We generally don't see a lot of soul-food ­restaurant commercials. You've got the ­freakin' Mandola's every two seconds, but soul-food joints generally earn their rep through word-of-mouth, not blitzkrieg broadcasting. But owner Kenneth Washington's commercial is pretty much what you'd expect a soul-food commercial to be: a dude talking about how good his restaurant's food is while showing video of said food. Washington even mentions his famous "40-weight gravy," which sounds vaguely like his gravy might be used for industrial purposes, but probably tastes amazing. This is a homegrown, no-nonsense spot — and it makes you want to check out this funky-sounding joint in, as Washington proclaims, "the heart of Sunnyside, Texas."

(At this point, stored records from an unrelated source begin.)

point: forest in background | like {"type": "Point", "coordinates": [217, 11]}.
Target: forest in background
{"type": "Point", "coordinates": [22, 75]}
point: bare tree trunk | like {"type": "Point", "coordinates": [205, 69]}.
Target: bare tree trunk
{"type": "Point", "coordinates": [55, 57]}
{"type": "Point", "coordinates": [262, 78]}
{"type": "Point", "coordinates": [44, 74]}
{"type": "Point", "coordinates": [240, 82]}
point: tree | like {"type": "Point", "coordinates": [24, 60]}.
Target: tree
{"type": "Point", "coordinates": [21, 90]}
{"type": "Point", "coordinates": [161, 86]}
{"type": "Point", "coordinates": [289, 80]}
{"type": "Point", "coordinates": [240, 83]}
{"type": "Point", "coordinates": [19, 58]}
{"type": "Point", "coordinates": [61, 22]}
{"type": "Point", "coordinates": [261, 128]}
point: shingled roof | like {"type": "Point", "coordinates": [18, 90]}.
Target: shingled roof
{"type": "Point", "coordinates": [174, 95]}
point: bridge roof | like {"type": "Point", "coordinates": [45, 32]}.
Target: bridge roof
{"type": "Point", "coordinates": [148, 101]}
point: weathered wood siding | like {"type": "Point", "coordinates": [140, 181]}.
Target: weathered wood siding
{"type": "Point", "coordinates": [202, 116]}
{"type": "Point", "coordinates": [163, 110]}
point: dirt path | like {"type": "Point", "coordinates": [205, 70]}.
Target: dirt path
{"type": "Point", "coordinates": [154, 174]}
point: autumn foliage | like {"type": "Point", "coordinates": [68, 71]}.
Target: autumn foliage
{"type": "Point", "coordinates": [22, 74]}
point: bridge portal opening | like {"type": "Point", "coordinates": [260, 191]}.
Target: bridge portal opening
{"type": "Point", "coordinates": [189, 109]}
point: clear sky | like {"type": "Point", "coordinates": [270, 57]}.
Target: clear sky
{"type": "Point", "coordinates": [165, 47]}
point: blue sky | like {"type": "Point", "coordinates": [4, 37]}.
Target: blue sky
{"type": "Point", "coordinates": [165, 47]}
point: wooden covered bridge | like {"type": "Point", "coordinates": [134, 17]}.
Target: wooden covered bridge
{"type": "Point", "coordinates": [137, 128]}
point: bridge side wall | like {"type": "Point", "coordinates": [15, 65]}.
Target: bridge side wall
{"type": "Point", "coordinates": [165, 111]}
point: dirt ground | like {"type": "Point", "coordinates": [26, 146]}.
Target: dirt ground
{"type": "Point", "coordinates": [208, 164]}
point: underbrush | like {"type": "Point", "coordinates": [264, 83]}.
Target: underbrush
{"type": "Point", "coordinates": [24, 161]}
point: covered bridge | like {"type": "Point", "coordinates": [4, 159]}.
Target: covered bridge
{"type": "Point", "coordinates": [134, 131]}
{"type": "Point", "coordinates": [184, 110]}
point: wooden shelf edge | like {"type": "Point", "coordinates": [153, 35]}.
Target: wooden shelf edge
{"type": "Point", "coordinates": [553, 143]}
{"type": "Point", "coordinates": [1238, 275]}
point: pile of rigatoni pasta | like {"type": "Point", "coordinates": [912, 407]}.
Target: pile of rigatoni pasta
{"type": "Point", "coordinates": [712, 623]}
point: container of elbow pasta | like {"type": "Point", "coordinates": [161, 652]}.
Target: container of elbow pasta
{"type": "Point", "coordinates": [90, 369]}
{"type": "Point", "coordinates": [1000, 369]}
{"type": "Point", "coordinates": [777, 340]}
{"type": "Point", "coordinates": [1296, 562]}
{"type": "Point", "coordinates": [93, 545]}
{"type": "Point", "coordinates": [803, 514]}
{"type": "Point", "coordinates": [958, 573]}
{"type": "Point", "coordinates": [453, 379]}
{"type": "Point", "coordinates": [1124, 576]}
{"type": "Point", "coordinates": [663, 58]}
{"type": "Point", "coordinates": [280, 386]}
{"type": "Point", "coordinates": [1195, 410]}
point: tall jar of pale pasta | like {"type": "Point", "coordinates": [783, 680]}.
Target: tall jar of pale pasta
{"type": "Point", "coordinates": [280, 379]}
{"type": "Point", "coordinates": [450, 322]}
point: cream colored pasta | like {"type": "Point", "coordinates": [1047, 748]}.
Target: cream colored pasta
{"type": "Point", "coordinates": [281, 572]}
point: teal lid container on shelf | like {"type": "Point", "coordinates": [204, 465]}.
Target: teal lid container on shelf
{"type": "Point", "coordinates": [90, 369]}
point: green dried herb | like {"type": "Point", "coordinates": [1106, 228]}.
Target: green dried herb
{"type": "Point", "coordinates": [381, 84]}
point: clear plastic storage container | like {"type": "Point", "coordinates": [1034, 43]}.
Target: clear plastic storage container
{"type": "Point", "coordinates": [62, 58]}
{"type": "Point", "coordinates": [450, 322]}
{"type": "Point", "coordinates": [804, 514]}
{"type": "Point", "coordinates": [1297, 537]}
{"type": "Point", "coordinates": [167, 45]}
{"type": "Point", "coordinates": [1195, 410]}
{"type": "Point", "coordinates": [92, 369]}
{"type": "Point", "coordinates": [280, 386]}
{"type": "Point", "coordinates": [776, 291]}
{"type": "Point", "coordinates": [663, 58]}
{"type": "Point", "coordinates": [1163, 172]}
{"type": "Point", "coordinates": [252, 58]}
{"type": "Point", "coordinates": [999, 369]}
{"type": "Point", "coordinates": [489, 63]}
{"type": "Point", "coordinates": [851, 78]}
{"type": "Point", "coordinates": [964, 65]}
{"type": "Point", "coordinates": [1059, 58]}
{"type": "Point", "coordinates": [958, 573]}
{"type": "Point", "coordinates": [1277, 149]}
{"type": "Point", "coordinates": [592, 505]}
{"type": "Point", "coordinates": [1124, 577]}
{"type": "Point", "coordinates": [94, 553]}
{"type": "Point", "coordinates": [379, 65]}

Charlie Rose isn't the only PBS-head who can conduct intelligent, one-on-one, no-frills interviews with a variety of interesting personalities. Houston's Ernie Manouse, host of InnerVIEWS, has been doing just that for years. His diverse guests have included Molly Ivins, Calvin Trillin, k.d. lang, Isaac Hayes, Jamie Foxx and Anne Rice. Manouse asks smart, thoughtful questions and never tries to hog the camera or talk over his guests. His subtle, witty and sharp style has earned him a host of Emmy nominations and awards from the Press Club of Dallas, among others. If you haven't already, check him out and see how long it takes you to think, "Hey, this is pretty damn good."

You gotta love a guy who gets up in the middle of the night just so he can tell us Houston's weather is going to be hot. That's what KPRC-TV weatherman Anthony Yanez does: He wakes up at 2:30 a.m., is at work by 3 a.m. and is on the air by 5 a.m., giving up-to-the-minute forecasts (ah, it's going to be hot, hot and hotter?). In a field where bad news makes for great newscasts, Yanez is matter-of-fact, leaving the hysterics and hyperbole to his competitors. His professionalism and commitment to getting Houston the right information show that the weather desk is not just another stop on his career path, but his home. Yanez's first day at Channel 2 was a bit of a stormy start. It was July 15, 2003, and Hurricane Claudette was pounding the Gulf Coast. (Welcome to hell, Anthony.) Since then, the meteorologist has reported on deadly heat waves, swirling floods, twisting tornadoes and devastating storms, including hurricanes Katrina and Rita. All of it suits Yanez just fine, but then again, he vacations in Purgatory (the canyon in New Mexico, not hell).

Whether it is known as the Tien Tao temple or the Chong Hua Sheng Mu Holy Palace, this edifice certainly stands out in Kingsbridge Park, its typical southwest-side suburban neighborhood. This five-story pyramid-esque, vaguely Mayan-looking structure is topped by a 40-foot golden geodesic dome which is flanked by two smaller domes and two exterior staircases — the overall effect is something like a sawed-off Mayan temple of the sun. And this intended East Asian nexus is utterly empty — the leader was deported back to her native Hong Kong. Today, the structure seems a good fit only for its leader's return, or perhaps purchase by an aspiring supervillain in search of a World Domination Headquarters.